IDENTIFICATION OF THE COMPLEMENTARY DNA STRANDS OF THE COLIPHAGE DELETION MUTANT λdgA_J BY DNA-DNA HYBRIDIZATION

Abstract

Both complementary strands of coliphage mutant [lambda]dgA-J DNA, in which almost the entire left arm (genes A - J) is deleted, react with guanine-rich ribopolymers and show only marginal separation during centrifugation in the CsCl density gradient.
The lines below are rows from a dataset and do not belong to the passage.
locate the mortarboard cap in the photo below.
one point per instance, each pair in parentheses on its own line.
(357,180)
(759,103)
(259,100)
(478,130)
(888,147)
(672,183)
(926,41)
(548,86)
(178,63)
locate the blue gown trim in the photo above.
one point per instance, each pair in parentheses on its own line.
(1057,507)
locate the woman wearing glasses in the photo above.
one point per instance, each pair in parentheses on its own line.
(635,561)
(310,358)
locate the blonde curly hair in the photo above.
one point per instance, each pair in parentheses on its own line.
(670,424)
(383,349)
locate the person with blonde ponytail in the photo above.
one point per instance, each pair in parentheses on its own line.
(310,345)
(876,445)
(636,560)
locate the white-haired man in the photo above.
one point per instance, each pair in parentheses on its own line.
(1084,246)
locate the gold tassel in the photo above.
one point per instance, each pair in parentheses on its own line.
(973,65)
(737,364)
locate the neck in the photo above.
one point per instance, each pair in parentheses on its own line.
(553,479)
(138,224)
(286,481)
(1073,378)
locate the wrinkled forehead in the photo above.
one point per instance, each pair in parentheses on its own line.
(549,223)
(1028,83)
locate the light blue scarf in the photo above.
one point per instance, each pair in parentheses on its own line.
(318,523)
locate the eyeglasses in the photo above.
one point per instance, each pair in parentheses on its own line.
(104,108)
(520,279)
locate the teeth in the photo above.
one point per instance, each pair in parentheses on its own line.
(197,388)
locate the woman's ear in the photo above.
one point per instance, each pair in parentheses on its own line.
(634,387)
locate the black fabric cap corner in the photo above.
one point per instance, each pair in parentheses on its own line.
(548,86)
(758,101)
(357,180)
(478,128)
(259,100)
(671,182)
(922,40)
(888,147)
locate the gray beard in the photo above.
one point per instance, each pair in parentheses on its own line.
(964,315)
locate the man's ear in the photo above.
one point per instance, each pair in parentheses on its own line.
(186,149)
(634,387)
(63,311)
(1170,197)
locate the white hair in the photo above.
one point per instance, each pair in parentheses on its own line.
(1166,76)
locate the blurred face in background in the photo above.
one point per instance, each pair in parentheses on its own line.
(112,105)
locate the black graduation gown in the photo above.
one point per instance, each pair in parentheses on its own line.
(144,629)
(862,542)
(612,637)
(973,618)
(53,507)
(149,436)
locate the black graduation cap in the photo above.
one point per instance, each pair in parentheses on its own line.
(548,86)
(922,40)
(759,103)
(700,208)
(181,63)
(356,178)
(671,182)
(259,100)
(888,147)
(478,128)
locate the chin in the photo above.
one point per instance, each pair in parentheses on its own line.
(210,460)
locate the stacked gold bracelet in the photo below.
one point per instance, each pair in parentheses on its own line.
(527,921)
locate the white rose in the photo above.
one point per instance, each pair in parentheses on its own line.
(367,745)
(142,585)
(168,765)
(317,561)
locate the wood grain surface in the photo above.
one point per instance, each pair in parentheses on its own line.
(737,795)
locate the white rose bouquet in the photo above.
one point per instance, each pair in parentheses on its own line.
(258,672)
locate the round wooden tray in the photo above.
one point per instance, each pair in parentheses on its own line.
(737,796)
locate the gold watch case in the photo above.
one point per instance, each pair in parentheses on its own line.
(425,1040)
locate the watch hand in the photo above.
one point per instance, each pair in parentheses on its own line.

The preparatively isolated "heavy" and "light" fractions of [lambda]dgA-J DNA correspond respectively to the "heavy" (C) strand and the "light" (W) strand of the wild-type [lambda] or [lambda]cb2 DNA. This was ascertained by DNA-DNA hybridization between nonlabeled [lambda]dgA-J DNA fractions bound on nitrocellulose filters and 3H-thymidine-labeled, preparatively separated strands of [lambda]cb2 DNA. This study shows that both strands of [lambda]dgA-J DNA have rather similar affinities for guanine-rich ribopolymers, but nevertheless the C strands of [lambda]dgA-J DNA contain somewhat more poly G-binding, dC-rich clusters than the W strands. It also provides a general method for identifying the separated strands derived from DNA fragments, obtained either by shearing or by isolation of DNA from appropriate deletion mutants of the phage.